I wonder if the Green party is covering her costs?

Ironies multiply as rescue ice-breaker is also stuck in Antarctic ice

December 28, 2013

I posted earlier about the irony of the Guardian having to report this story about the lack of the expected melting of ice during the Antarctic summer.

The ironies multiply.

The objective of the tourists, the journalists and the ostensibly “scientific” team was to recreate the journey of Douglas Mawson 100 years ago. They got stuck in 3m thick ice and three ice-breakers have gone to their rescue. The first, a Chinese ice-breaker is now also stuck in the ice. The “scientific” team is led by – wait for it – Chris Turney, a “professor of climate change” at the University of New South Wales in Australia!!

Some immediate questions arise:

  1. Who pays for the rescue ships? (I do hope the Guardian and the BBC and the University of NSW pay their fair share).
  2. If the journey of 100 years ago cannot be retraced because there is more ice now – what does that say about global warming theory and melting polar ice?
  3. What does a professor of climate change do – apart from profess his faith in climate change?
  4. When does “climate change” change from being global warming to global cooling?

CNN reports:

Only at the South Pole: Icebreaker also stuck — in ice — heading for stranded ship

South Pole weather has stymied a rescue by a Chinese icebreaker trying to reach an expedition vessel trapped for the past four days in frozen seas, a ship officer told CNN Friday.

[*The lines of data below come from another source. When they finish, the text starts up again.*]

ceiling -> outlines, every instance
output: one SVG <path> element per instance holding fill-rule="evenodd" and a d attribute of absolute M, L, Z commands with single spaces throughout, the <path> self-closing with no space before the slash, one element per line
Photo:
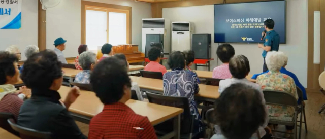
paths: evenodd
<path fill-rule="evenodd" d="M 148 3 L 159 3 L 159 2 L 180 1 L 184 1 L 184 0 L 138 0 L 138 1 L 148 2 Z"/>

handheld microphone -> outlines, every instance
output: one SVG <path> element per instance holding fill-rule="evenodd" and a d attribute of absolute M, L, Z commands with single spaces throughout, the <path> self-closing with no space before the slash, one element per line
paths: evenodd
<path fill-rule="evenodd" d="M 264 38 L 264 37 L 265 36 L 265 33 L 266 33 L 266 30 L 263 31 L 263 36 L 262 36 L 262 38 L 261 38 L 261 41 L 263 40 L 263 38 Z"/>

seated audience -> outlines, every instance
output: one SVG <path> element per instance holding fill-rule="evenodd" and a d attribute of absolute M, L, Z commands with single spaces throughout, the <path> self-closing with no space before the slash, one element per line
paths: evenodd
<path fill-rule="evenodd" d="M 19 80 L 18 58 L 8 52 L 0 51 L 0 112 L 9 113 L 17 119 L 20 107 L 30 90 L 25 86 L 17 91 L 14 85 Z"/>
<path fill-rule="evenodd" d="M 111 57 L 114 54 L 113 46 L 109 44 L 105 44 L 102 47 L 102 53 L 103 57 L 100 59 L 100 61 L 106 57 Z"/>
<path fill-rule="evenodd" d="M 196 115 L 193 132 L 200 132 L 203 130 L 202 122 L 194 100 L 194 95 L 200 90 L 198 77 L 194 73 L 184 70 L 185 57 L 180 51 L 173 52 L 168 63 L 172 71 L 164 75 L 164 95 L 188 98 L 191 112 Z"/>
<path fill-rule="evenodd" d="M 54 41 L 54 46 L 55 46 L 55 48 L 54 49 L 54 52 L 57 55 L 59 61 L 62 64 L 68 64 L 66 57 L 62 52 L 66 50 L 66 42 L 67 42 L 67 40 L 64 40 L 62 37 L 56 39 Z"/>
<path fill-rule="evenodd" d="M 27 47 L 26 47 L 26 48 L 25 48 L 25 50 L 24 51 L 25 56 L 27 59 L 32 54 L 37 53 L 38 52 L 39 52 L 39 47 L 37 47 L 37 46 L 34 45 L 27 46 Z M 23 66 L 24 65 L 23 65 L 20 67 L 20 73 L 21 73 L 21 71 L 22 71 L 22 70 L 23 69 Z"/>
<path fill-rule="evenodd" d="M 129 63 L 127 62 L 126 60 L 126 57 L 123 54 L 120 53 L 114 55 L 114 56 L 117 57 L 118 59 L 121 60 L 123 60 L 125 61 L 125 64 L 127 66 L 127 71 L 129 70 Z M 140 101 L 143 101 L 143 97 L 142 97 L 142 95 L 141 94 L 141 91 L 140 90 L 140 88 L 138 85 L 138 83 L 137 82 L 131 81 L 131 90 L 136 91 L 136 93 L 137 93 L 137 96 L 138 96 L 138 100 Z"/>
<path fill-rule="evenodd" d="M 281 67 L 281 69 L 280 69 L 280 71 L 279 71 L 282 74 L 288 75 L 289 76 L 291 77 L 292 79 L 294 79 L 294 81 L 295 81 L 295 84 L 296 84 L 296 86 L 299 87 L 299 88 L 300 88 L 300 89 L 301 89 L 301 91 L 302 91 L 303 92 L 303 98 L 304 98 L 304 100 L 307 100 L 307 94 L 306 93 L 306 89 L 305 89 L 305 87 L 300 83 L 300 82 L 299 82 L 299 80 L 298 80 L 298 78 L 297 78 L 297 76 L 294 73 L 290 72 L 289 72 L 286 69 L 285 69 L 285 66 L 286 66 L 288 63 L 288 56 L 285 54 L 284 55 L 283 58 L 284 58 L 283 60 L 284 60 L 284 65 L 282 67 Z M 269 72 L 270 72 L 270 71 L 268 70 L 266 72 L 264 72 L 263 73 L 255 74 L 253 76 L 253 77 L 252 77 L 252 79 L 256 79 L 257 78 L 257 77 L 259 75 L 266 74 Z M 300 100 L 298 100 L 298 103 L 300 103 Z"/>
<path fill-rule="evenodd" d="M 261 89 L 261 87 L 258 84 L 250 82 L 246 79 L 246 76 L 248 75 L 250 71 L 249 61 L 247 58 L 242 55 L 235 56 L 233 57 L 229 61 L 229 71 L 230 71 L 230 73 L 232 74 L 233 78 L 227 79 L 220 81 L 219 84 L 219 92 L 220 94 L 223 93 L 224 90 L 232 84 L 241 83 L 247 85 L 258 91 L 258 92 L 259 93 L 259 95 L 261 96 L 261 103 L 264 106 L 264 109 L 267 114 L 268 110 L 265 106 L 264 95 L 263 94 L 263 92 Z M 266 116 L 265 118 L 265 121 L 266 122 L 258 128 L 259 135 L 261 137 L 266 135 L 266 133 L 264 128 L 268 128 L 268 116 Z M 215 126 L 215 131 L 217 134 L 221 134 L 221 131 L 220 130 L 217 130 L 219 129 L 219 128 L 217 126 Z M 269 129 L 268 128 L 268 129 Z M 269 135 L 267 135 L 265 138 L 267 138 L 266 136 L 269 136 Z M 257 134 L 254 134 L 253 137 L 257 137 Z"/>
<path fill-rule="evenodd" d="M 52 50 L 34 54 L 25 62 L 21 78 L 31 88 L 31 97 L 21 106 L 18 124 L 53 134 L 51 138 L 87 138 L 82 134 L 68 109 L 80 95 L 72 88 L 64 101 L 57 90 L 63 79 L 61 62 Z"/>
<path fill-rule="evenodd" d="M 232 75 L 229 72 L 228 63 L 234 55 L 235 49 L 230 44 L 224 44 L 218 47 L 217 55 L 223 64 L 213 69 L 213 78 L 225 79 L 232 78 Z"/>
<path fill-rule="evenodd" d="M 75 59 L 75 66 L 76 66 L 76 69 L 82 70 L 81 66 L 79 64 L 79 56 L 80 56 L 80 54 L 81 54 L 83 52 L 87 51 L 88 51 L 88 47 L 86 45 L 80 45 L 79 47 L 78 48 L 78 53 L 79 54 L 79 55 L 76 57 L 76 59 Z"/>
<path fill-rule="evenodd" d="M 112 56 L 99 62 L 90 83 L 104 107 L 90 121 L 89 139 L 157 138 L 148 118 L 125 105 L 131 97 L 131 82 L 123 60 Z M 145 129 L 134 128 L 137 127 Z"/>
<path fill-rule="evenodd" d="M 280 73 L 280 69 L 284 65 L 285 55 L 282 52 L 272 51 L 267 54 L 265 62 L 269 72 L 258 76 L 256 84 L 261 86 L 262 90 L 284 91 L 296 96 L 298 99 L 297 89 L 294 79 L 288 75 Z M 292 117 L 295 114 L 295 108 L 291 106 L 267 105 L 269 118 L 277 117 L 279 118 Z M 292 132 L 294 127 L 286 126 L 287 132 Z M 287 134 L 286 137 L 289 137 Z"/>
<path fill-rule="evenodd" d="M 160 64 L 161 59 L 161 49 L 157 47 L 151 47 L 148 52 L 148 56 L 150 62 L 146 65 L 146 71 L 161 72 L 162 75 L 167 72 L 166 67 Z"/>
<path fill-rule="evenodd" d="M 192 71 L 190 68 L 191 66 L 193 65 L 194 60 L 195 60 L 195 53 L 192 50 L 187 50 L 183 52 L 183 54 L 185 57 L 186 64 L 185 70 L 191 72 L 196 74 L 197 77 L 198 77 L 197 72 L 194 71 Z M 200 80 L 199 78 L 198 78 L 198 83 L 200 84 Z"/>
<path fill-rule="evenodd" d="M 251 137 L 265 123 L 265 106 L 260 91 L 237 83 L 226 88 L 215 103 L 214 122 L 222 134 L 211 139 L 257 138 Z"/>
<path fill-rule="evenodd" d="M 79 63 L 83 70 L 76 75 L 75 82 L 81 84 L 90 83 L 90 73 L 97 62 L 97 56 L 90 51 L 86 51 L 80 55 Z"/>
<path fill-rule="evenodd" d="M 19 48 L 18 48 L 18 46 L 16 45 L 12 45 L 6 48 L 5 51 L 9 52 L 11 54 L 15 55 L 18 58 L 18 61 L 21 59 L 21 53 L 20 53 L 20 51 L 19 50 Z"/>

The Chinese icebreaker Xue Long, or Snow Dragon, was just six nautical miles away from the rescue, but now it’s stuck in an Antarctica ice floe, too.

The Chinese crew is hoping a French icebreaker 14 nautical miles away will arrive and offer relief, said Zhu Li, chief officer of the Chinese ship.

But it’s likely the French vessel Astrolabe will also be slowed by the polar cap’s extreme frigidity, Zhu said.

Those two icebreakers — plus a third, from Australia — were battling the planet’s coldest environment in trying to reach the stranded Russian ship MV Akademik Shokalskiy, whose 74 researchers, crew and tourists remained in good condition despite being at a frozen standstill since Monday. …..

Antarctic sea ice is currently at record levels and global sea ice extent is greater than it has been for two decades. It should be noted that few proponents of climate change yet have the courage to state what is really happening but which is politically incorrect. That global warming has stopped and global cooling has begun and that carbon dioxide emissions are largely irrelevant to climate.

Summer in the Antarctic and expedition is trapped in thick ice

December 25, 2013

“Global sea ice area is second highest on record for the date after 1988, and closing in the #1 spot. Antarctic ice is melting very slowly this summer, due to record cold Antarctic temperatures”.Real Science, 21st December 2013

Certainly no irony would have been intended but irony there undoubtedly is when even The Guardian is forced to report that:

Antarctic expedition stranded as ship gets stuck in ice

Scientists and explorers on Spirit of Mawson voyage will spend Christmas and Boxing Day awaiting rescue. Explorers are stranded near Antarctica after their ship became wedged in by thick sheets of sea ice.

The Spirit of Mawson voyage, which includes scientists, explorers, tourists and the Guardian journalists Alok Jha and Laurence Topham, is trapped in Antarctic ice floes and awaiting rescue.

But with the nearest ship with ice-breaking abilities at least two days away, the crew will spend Christmas and Boxing Day stuck about 1500 nautical miles south of Hobart.

The Australian Maritime Safety Authority received a distress call on Christmas morning, notifying the rescue co-ordination centre that the ship was trapped and would need help. …

Akademik Shokalskiy surrounded by ice

A view of the ice from the boat. Photograph: Laurence Topham

The voyage is part of a research expedition to commemorate the centenary of Douglas Mawson’s exploration.